Il Pap Test va effettuato ogni tre anni. È consigliato a tutte le donne dai 25 (o comunque dall’inizio dell’attività sessuale) ai 65 anni d’età. È consigliato anche a coloro che si sono sottoposte volontariamente al vaccino contro l’HPV, in quanto sono stati individuati ad oggi ben 200 ceppi differenti, mentre i vaccini attualmente presenti offrono protezione solo contro 9 di essi.

Come si svolge?

Il Pap Test non è doloroso o pericoloso. Fa eccezione il disagio provato in fase di prelievo, ma la sensazione è comunque soggettiva. Dura pochi minuti e non richiede una preparazione specifica all’esame. In genere, bisogna astenersi dai rapporti sessuali con il partner nelle 48 ore che precedono lo screening ed evitare l’inserimento nella vagina di ovuli, schiume, gel e soluzioni intime perché potrebbero interferire con i risultati finali.

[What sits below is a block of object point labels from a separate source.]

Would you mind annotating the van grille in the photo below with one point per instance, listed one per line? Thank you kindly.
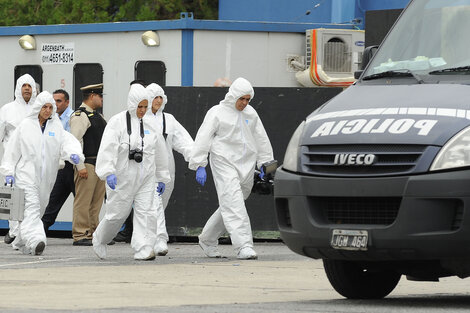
(357, 210)
(390, 160)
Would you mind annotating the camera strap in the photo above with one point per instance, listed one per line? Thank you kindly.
(164, 126)
(129, 129)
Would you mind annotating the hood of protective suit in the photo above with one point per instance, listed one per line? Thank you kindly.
(239, 88)
(137, 93)
(154, 91)
(25, 79)
(43, 98)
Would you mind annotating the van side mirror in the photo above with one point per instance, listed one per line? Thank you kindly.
(367, 56)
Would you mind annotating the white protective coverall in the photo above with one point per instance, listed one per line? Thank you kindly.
(32, 157)
(11, 114)
(237, 142)
(177, 138)
(135, 181)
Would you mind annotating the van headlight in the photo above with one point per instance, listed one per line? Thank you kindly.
(291, 158)
(455, 153)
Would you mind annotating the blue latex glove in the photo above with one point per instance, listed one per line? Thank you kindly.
(111, 180)
(75, 158)
(201, 175)
(9, 180)
(160, 188)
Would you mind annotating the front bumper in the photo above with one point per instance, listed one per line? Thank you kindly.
(432, 220)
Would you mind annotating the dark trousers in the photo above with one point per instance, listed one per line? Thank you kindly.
(63, 186)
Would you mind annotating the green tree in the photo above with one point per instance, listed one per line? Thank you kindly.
(43, 12)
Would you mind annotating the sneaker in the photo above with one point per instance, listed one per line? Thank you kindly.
(210, 251)
(8, 239)
(143, 255)
(247, 253)
(161, 248)
(100, 251)
(39, 248)
(123, 236)
(82, 242)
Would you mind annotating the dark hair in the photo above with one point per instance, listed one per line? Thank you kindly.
(138, 81)
(65, 93)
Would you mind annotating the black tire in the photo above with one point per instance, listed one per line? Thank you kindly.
(355, 280)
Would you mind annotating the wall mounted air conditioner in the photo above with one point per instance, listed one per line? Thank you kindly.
(332, 57)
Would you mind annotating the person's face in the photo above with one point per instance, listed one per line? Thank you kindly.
(142, 108)
(61, 103)
(26, 92)
(157, 104)
(46, 111)
(242, 102)
(97, 100)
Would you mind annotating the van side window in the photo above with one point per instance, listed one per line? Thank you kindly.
(85, 74)
(33, 70)
(150, 72)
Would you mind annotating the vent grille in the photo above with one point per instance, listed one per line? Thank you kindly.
(389, 159)
(357, 210)
(336, 57)
(308, 47)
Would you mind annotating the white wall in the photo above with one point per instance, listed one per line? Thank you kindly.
(261, 57)
(116, 52)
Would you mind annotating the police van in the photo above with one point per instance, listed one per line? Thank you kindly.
(376, 182)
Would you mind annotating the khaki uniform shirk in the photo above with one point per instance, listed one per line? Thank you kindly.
(89, 193)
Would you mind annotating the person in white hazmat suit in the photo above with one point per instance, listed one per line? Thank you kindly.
(11, 114)
(233, 134)
(130, 163)
(177, 138)
(31, 160)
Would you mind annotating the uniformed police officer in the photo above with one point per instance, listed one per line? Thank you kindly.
(87, 125)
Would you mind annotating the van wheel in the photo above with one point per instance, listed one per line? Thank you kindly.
(355, 280)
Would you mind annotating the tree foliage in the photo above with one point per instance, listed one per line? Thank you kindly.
(44, 12)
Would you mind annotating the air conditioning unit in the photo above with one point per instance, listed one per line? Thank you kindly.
(332, 57)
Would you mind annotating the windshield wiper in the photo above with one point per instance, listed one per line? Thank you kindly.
(460, 69)
(395, 73)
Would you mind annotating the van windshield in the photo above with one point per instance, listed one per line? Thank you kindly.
(431, 37)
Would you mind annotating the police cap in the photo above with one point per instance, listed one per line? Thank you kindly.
(96, 89)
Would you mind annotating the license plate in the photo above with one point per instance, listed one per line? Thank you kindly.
(349, 239)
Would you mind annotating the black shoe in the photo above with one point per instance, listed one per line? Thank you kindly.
(83, 242)
(123, 236)
(39, 248)
(8, 239)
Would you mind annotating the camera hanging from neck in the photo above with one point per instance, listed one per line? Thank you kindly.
(129, 132)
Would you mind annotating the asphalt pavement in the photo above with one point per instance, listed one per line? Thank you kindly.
(68, 278)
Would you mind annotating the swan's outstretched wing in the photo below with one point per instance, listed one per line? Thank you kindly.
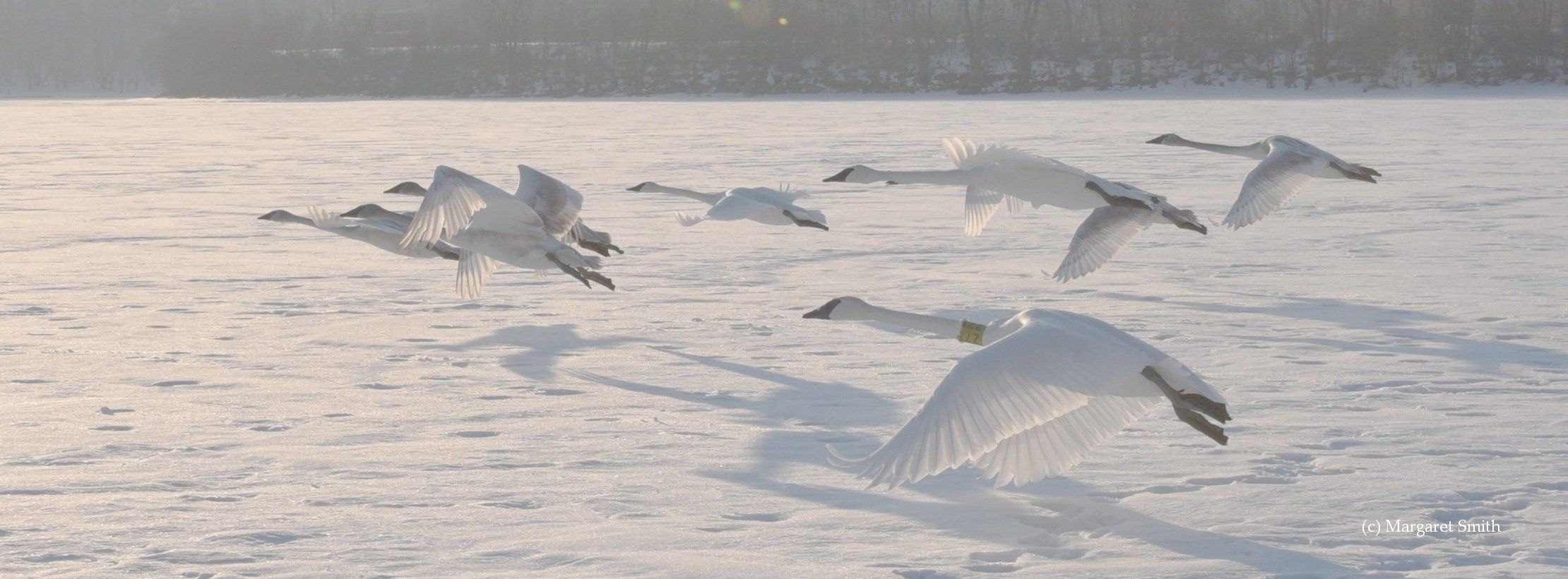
(736, 208)
(1031, 377)
(979, 208)
(1272, 184)
(968, 154)
(1104, 233)
(391, 227)
(455, 198)
(325, 219)
(1054, 448)
(474, 270)
(555, 201)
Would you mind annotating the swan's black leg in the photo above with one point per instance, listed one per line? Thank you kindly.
(601, 249)
(804, 223)
(1189, 405)
(598, 278)
(568, 269)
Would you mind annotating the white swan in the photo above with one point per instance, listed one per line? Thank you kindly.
(1045, 388)
(489, 225)
(993, 173)
(380, 233)
(545, 195)
(1288, 164)
(761, 205)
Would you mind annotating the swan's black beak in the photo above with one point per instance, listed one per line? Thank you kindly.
(822, 313)
(408, 187)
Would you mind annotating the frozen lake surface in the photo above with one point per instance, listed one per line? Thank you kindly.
(189, 390)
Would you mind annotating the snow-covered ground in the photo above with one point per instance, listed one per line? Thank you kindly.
(191, 391)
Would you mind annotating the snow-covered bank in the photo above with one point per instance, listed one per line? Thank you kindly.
(190, 390)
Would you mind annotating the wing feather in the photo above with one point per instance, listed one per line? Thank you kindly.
(1272, 184)
(474, 272)
(736, 208)
(451, 205)
(555, 201)
(1104, 233)
(979, 208)
(1024, 380)
(325, 219)
(1056, 446)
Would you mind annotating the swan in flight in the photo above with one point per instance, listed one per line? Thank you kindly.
(761, 205)
(380, 233)
(1288, 164)
(1045, 388)
(543, 193)
(993, 173)
(491, 227)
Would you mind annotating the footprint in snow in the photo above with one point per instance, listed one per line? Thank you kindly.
(167, 383)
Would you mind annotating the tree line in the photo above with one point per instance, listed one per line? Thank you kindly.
(598, 47)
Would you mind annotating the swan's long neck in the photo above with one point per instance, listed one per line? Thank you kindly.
(930, 178)
(708, 198)
(1250, 151)
(927, 323)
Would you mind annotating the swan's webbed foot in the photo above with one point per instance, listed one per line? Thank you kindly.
(804, 223)
(596, 277)
(1191, 405)
(568, 269)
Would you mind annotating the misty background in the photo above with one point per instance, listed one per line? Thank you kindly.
(607, 47)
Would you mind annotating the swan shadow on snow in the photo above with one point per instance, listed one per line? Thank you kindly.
(1396, 323)
(957, 501)
(800, 398)
(542, 347)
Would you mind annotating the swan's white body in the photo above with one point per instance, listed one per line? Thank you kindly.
(493, 227)
(763, 205)
(993, 174)
(381, 233)
(1034, 400)
(547, 196)
(1286, 165)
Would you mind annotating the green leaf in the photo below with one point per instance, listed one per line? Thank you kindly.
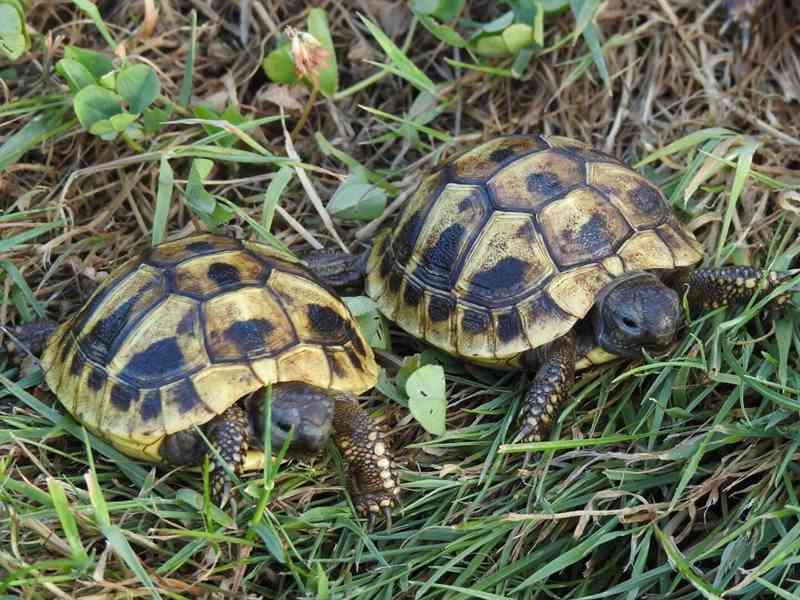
(14, 40)
(359, 201)
(153, 118)
(96, 63)
(166, 183)
(90, 9)
(76, 75)
(404, 67)
(196, 195)
(427, 398)
(424, 7)
(517, 36)
(328, 74)
(279, 65)
(94, 103)
(139, 86)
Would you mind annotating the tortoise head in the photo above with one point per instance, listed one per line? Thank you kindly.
(636, 312)
(305, 410)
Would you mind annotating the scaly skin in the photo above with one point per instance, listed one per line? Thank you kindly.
(373, 482)
(550, 388)
(707, 289)
(229, 434)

Il Pap Test può essere eseguito in ospedale oppure dal ginecologo di fiducia. Lo specialista introduce nella vagina lo speculum, uno strumento che rende visibile la cervice uterina. Nel frattempo, con la spatola di Ayre (ruotata delicatamente attorno al collo dell’utero) e un tampone viene effettuato il prelievo delle cellule. Il materiale estratto viene strisciato su un vetrino e fissato con un’apposita sostanza. Sarà compito dello specialista citologo valutare lo stato di salute generale.

 

In caso di esito positivo…

Se il Pap Test dovesse risultare positivo l’anomalia potrebbe richiedere screening più approfonditi, come la colposcopia e la biopsia.
In presenza di una lesione precancerosa si procede con l’asportazione mediante un intervento di micro-chirurgia eseguito ambulatorialmente e in anestesia locale.
Lesioni pre-tumorali di basso grado di solito non vengono trattate nell’immediato perché, soprattutto nelle pazienti più giovani, regrediscono da sole. Si preferisce attendere prima di agire.

Va chiarito che un Pap Test positivo non è una diagnosi di tumore. Quindi è bene affidarsi ai consigli di un buon medico specializzato in ginecologia e valutare insieme il da farsi.